Figure 7 Characterization of mutants with changed F pocket architecture. (A) Stability prediction by DynaMut web server (19) based on PDB files, A*02:01 (PDB: 5HHN), A*24:02 (PDB: 7JYV), B*39:01 (PDB: 4O2E), A*11:01 (PDB: 6JOZ) and B*57:01 (PDB: 2RFX). (B) F pocket interactions in A*02:01 WT and Y116D mutant, B*57:01 WT and S116Y mutant. (C) Surface expression of WT and mutated A*02:01 and B*57:01 in HeLa and HeLa ICP47 cell lines under normal and inflammatory conditions, example flow cytometry data (for all representative data, see Supplementary Figure 9). Data from two independent experiments are represented by median and 95% CI (confidence interval). (D) Thermal stability of A*02:01 WT, B*57:01 WT and corresponding mutants in HeLa and HeLa ICP47 cell lines. WT, wild-type. Data from three independent experiments are represented by scatter dot plot with median. P values in (C, D) were calculated by two-way ANOVA with Tukey’s multiple comparisons test. Only significantly different (<0.05) p values are included.
Discussion
HLA I antigen presentation is implicated in the pathogenesis of T1D. HLA I molecules are hyper-expressed on pancreatic β cells (4), and CD8+ T cells recognize self-antigens presented by HLA I molecules (2).

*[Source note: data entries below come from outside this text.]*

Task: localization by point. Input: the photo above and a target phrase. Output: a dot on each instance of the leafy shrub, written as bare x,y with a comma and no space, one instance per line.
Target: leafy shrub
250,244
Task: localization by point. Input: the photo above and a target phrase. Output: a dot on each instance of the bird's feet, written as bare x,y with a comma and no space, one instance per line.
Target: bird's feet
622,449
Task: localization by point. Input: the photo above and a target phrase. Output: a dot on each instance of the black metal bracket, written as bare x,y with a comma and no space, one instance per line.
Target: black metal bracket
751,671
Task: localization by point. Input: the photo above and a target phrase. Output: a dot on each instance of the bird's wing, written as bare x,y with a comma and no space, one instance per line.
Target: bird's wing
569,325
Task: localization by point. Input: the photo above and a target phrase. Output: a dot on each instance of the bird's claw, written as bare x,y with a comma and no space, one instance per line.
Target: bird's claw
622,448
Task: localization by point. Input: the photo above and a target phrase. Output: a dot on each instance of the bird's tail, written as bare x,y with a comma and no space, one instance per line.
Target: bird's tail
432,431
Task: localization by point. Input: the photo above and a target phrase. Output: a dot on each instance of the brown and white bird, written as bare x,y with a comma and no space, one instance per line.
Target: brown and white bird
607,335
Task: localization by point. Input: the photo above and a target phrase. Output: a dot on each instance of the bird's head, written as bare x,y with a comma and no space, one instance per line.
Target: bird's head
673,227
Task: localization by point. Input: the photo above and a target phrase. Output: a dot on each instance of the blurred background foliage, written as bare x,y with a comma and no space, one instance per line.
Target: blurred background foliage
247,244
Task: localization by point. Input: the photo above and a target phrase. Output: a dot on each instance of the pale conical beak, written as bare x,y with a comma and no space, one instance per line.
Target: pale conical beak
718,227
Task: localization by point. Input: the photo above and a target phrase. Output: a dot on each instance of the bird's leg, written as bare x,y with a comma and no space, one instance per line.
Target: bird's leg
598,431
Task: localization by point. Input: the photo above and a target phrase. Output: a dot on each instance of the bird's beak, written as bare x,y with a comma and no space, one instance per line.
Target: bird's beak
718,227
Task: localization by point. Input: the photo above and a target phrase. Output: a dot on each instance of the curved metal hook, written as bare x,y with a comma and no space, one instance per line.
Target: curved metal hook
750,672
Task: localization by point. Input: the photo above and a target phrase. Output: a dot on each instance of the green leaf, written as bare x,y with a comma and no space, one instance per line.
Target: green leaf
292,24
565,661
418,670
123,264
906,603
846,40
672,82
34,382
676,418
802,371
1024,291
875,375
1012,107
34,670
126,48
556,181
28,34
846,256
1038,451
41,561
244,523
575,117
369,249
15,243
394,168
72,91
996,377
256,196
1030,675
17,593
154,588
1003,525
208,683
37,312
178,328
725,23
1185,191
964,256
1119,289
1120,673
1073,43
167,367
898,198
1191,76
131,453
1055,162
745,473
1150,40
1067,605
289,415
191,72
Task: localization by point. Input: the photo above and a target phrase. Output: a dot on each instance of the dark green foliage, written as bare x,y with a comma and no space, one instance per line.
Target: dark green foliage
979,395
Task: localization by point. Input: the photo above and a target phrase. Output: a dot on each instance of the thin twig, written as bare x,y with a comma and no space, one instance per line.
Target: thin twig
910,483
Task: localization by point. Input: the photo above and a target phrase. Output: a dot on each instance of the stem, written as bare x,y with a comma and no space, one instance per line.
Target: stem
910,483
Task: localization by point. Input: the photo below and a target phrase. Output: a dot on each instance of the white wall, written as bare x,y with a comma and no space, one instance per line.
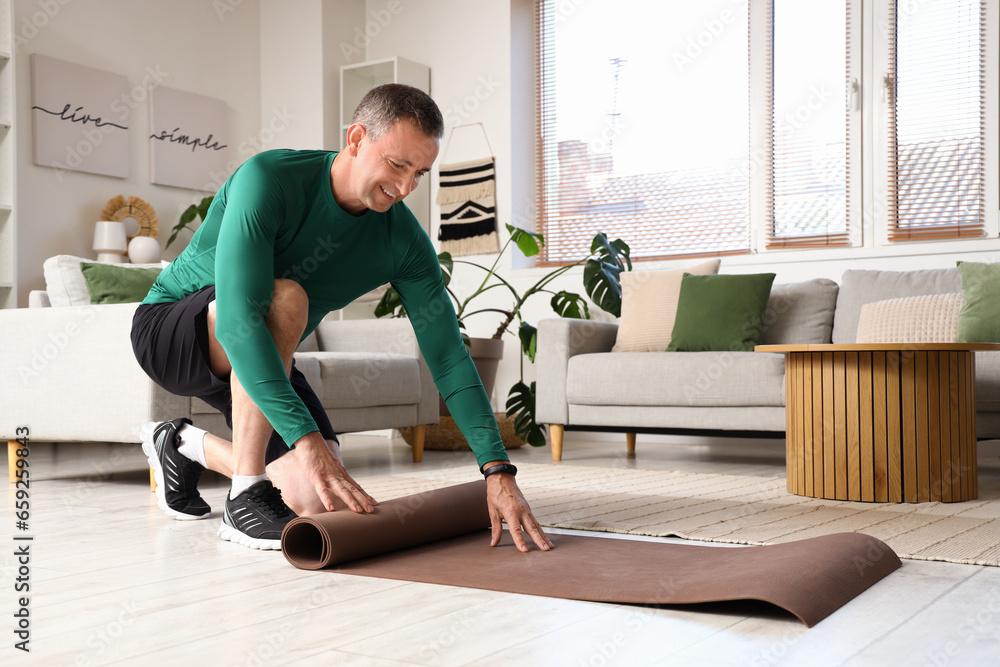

Besides, certain HLA I alleles genetically predispose to T1D (6, 8). However, it remains unknown why some HLA I alleles increase the risk of T1D, whereas others do not, and the underlying molecular mechanism has not been elucidated. Here, we performed a comprehensive comparison between T1D-predisposing and protective allotypes using various biochemical, cell biology and in silico approaches to understand what structural and functional features could make HLA I allotype predisposing to T1D. We found that T1D-predisposing allotypes had higher surface expression and post-ER localization than protective allotypes. Besides, T1D-predisposing allotypes bound more suboptimal peptides. Moreover, T1D-predisposing allotypes were predicted to bind a higher proportion of 9-mers and to bind 9-mer peptides with higher affinity than T1D-protective allotypes. T1D-predisposing and protective allotypes displayed different energetic patterns in the peptide-binding groove, with T1D-predisposing allotypes being less frustrated at residues that comprise pocket F, including position 116. Mutating position 116 in A*02:01 and B*57:01 yielded mutants with properties resembling that of T1D-protective and T1D-predisposing allotypes, respectively. Overall, our research found that the F pocket residue 116 may be crucial for T1D predisposition.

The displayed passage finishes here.